Reputation: 33
Its a kind of bioinformatics concept but programmatic problem. I've tried a lot and at last I came here. I've reads like following.
ATGGAAG
TGGAAGT
GGAAGTC
GAAGTCG
AAGTCGC
AGTCGCG
GTCGCGG
TCGCGGA
CGCGGAA
GCGGAAT
CGGAATC
Now what I want to do is, in a simplistic way,
take the last 6 residues of first read -> check if any other read is starting with those 6 residues, if yes add the last residue of that read to the first read -> again same with the 2nd read and so on.
Here is the code what I've tried so far.
#!/usr/bin/perl -w
use strict;
use warnings;
my $in = $ARGV[0];
open(IN, $in);
my @short_reads = <IN>;
my $first_read = $short_reads[0];
chomp $first_read;
my @all_end_res;
for(my $i=0; $i<=$#short_reads; $i++){
chomp $short_reads[$i];
my $end_of_kmers = substr($short_reads[$i], -6);
if($short_reads[$i+1] =~ /^$end_of_kmers/){
my $end_res = substr($short_reads[$i], -1);
push(@all_end_res, $end_res);
}
}
my $end_res2 = join('', @all_end_res);
print $first_read.$end_res2,"\n\n";
At the end I should get an output like ATGGAAGTCGCGGAATC
but I'm getting ATGGAAGGTCGCGGAAT
. The error must be in if
, any help is greatly appreciated.
Upvotes: 2
Views: 106
Reputation: 26121
There are three huge problems in IT.
And you just hit the second one.
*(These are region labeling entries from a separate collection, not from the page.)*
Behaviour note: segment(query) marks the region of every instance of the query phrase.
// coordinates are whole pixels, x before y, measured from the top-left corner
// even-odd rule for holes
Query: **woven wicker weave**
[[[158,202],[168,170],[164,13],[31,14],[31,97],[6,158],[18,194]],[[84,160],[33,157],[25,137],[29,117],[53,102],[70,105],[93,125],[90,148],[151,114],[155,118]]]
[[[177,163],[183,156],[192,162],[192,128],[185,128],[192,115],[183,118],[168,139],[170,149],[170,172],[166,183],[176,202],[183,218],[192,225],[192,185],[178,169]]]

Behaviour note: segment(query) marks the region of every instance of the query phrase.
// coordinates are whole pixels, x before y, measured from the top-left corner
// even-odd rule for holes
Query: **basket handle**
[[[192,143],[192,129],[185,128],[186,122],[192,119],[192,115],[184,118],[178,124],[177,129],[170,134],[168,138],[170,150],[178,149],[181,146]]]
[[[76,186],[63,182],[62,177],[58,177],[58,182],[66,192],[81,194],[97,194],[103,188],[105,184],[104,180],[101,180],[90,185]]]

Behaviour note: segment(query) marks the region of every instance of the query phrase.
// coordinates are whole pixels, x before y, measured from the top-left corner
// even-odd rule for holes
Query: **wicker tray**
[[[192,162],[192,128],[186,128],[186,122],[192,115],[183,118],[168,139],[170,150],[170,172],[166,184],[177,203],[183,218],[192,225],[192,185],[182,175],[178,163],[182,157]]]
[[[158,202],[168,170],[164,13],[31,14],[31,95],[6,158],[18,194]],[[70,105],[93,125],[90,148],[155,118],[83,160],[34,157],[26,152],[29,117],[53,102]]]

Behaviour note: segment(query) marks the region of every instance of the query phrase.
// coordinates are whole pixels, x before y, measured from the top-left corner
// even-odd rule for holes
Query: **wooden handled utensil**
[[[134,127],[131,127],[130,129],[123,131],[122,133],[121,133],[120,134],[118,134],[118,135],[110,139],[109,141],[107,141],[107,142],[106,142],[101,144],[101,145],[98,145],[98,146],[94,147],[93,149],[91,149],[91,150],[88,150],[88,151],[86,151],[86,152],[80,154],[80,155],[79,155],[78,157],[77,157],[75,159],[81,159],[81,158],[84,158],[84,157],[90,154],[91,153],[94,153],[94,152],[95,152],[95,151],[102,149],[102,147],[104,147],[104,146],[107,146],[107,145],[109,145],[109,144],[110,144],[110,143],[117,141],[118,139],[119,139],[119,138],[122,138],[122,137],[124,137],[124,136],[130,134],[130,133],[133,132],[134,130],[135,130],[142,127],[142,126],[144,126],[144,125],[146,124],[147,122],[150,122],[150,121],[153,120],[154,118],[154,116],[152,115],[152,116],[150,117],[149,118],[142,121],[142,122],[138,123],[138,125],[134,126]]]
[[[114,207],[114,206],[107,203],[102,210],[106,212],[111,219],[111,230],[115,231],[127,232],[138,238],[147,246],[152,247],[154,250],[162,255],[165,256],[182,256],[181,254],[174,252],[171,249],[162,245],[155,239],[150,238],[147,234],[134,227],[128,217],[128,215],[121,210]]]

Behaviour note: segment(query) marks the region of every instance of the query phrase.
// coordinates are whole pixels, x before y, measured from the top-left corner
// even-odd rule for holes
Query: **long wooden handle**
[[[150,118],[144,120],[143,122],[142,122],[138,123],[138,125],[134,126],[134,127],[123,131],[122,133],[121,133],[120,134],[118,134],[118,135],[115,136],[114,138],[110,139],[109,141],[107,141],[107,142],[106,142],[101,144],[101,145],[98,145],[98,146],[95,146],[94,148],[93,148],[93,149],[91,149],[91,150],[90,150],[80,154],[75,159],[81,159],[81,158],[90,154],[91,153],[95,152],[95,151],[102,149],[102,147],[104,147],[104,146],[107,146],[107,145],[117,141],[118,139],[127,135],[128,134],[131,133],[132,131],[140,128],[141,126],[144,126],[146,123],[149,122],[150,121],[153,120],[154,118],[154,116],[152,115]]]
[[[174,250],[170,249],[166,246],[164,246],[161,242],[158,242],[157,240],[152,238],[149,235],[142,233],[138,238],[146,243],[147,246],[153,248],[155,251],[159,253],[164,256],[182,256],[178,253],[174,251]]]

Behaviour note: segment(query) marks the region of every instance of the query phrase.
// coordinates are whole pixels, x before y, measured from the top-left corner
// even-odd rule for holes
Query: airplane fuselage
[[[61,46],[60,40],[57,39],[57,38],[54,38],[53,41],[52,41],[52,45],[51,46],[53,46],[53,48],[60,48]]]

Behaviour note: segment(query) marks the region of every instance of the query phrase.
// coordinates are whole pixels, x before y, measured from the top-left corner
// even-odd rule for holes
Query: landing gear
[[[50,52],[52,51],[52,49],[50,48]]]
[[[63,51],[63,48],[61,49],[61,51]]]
The problem is in a way you think about this task. You think in way I have this one string and if next one overlap I will add this one character to result. But correct way to think in this case I have this one string and if it overlaps with previous string or what I read so far, I will add one character or characters which are next.
#!/usr/bin/env perl
use strict;
use warnings;
use constant LENGTH => 6;
my $read = <>;
chomp $read;
while (<>) {
chomp;
last unless length > LENGTH;
if ( substr( $read, -LENGTH() ) eq substr( $_, 0, LENGTH ) ) {
$read .= substr( $_, LENGTH );
}
else {last}
}
print $read, "\n";
I didn't get this ARGV[0]
thing. It is useless and inflexible.
$ chmod +x code.pl
$ cat data
ATGGAAG
TGGAAGT
GGAAGTC
GAAGTCG
AAGTCGC
AGTCGCG
GTCGCGG
TCGCGGA
CGCGGAA
GCGGAAT
CGGAATC
$ ./code.pl data
ATGGAAGTCGCGGAATC
But you have not defined what should happen if data doesn't overlap. Should there be some recovery or error? You can be also more strict
last unless length == LENGTH + 1;
Edit:
If you like working with an array you should try avoid using for(;;)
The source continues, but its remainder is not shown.